All authors read and approved the final manuscript “
“Backgr

All authors read and approved the final manuscript.”
“Background Diaphragmatic injuries are a diagnostic and therapeutic challenge GSK2126458 for the surgeon. They are often un recognized, and diagnostic delay causes high mortality from these injuries [1]. In countries with a low incidence of inter-personal violence, it is quite a rare trauma, with only 4-5% of patients undergoing laparotomy for trauma presenting a diaphragmatic injury [2]. These are mainly caused by blunt trauma of the chest and abdomen (75%) and, more rarely, by penetrating ones (25%) [3]. Clinical presentation

varies from a state of hemodynamic instability secondary to bleeding of the diaphragm and organs involved in the trauma [4] to a condition of intestinal obstruction and respiratory failure that can occur months, or even years, after the trauma, due to diaphragmatic hernia [5]. Diagnosis is made difficult both by the frequent presence of concomitant multi-organ injuries that deviate the surgeon’s attention from the diaphragm, and by the lack of adequate diagnostic imaging studies regarding the diaphragmatic muscle. In hemodynamically stable patients with penetrating wound of the abdomen, in which there

is a strong suspicion of diaphragmatic injury, with a given negative diagnostic imaging, INK 128 cell line laparoscopy is considered a valuable diagnostic and therapeutic tool in the presence of experienced surgeons. In hemodynamically unstable patients a midline laparotomy is the recommended approach as it allows exploration of the entire abdominal cavity [6]. Methods We report the clinical case of a 45 year-old man who came to our observation with a stab wound in the right upper abdomen, without cyanosis or dyspnea. Blood pressure was 130/80 mmHg and hemoglobin 12.5 mg/dl. On clinical examination, the patient had

a lacerated, bleeding stab wound in the right upper quadrant through which part of the omentum, without other macroscopically visible injuries, could be seen. The type or length of the knife used as it was extracted from from the victim after the fight.
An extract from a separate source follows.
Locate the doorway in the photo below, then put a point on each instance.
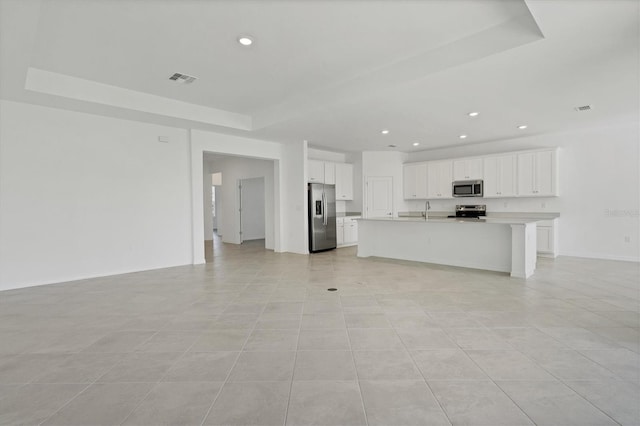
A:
(379, 196)
(251, 209)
A focused assessment with sonography for trauma (FAST) test was carried out which showed subdiaphragmatic and perihepatic blood. Due to abundant tympanites and lack of cooperation on the part of the patient, nothing more could be seen. It was decided to have to patient undergo a CT scan of the abdomen to determine if there were any lesions to the abdominal organs. From the scan, the presence of a right hemothorax without pulmonary lesions was seen, with moderate hemoperitoneum from an active bleeding parenchymal liver laceration and subdiaphragmatic air in the abdomen as a bowel perforation (Figure 1). Initially, the suspect of a bowel perforation suggested a laparoscopic approach, but the patient’s hemodynamic condition rapidly changed.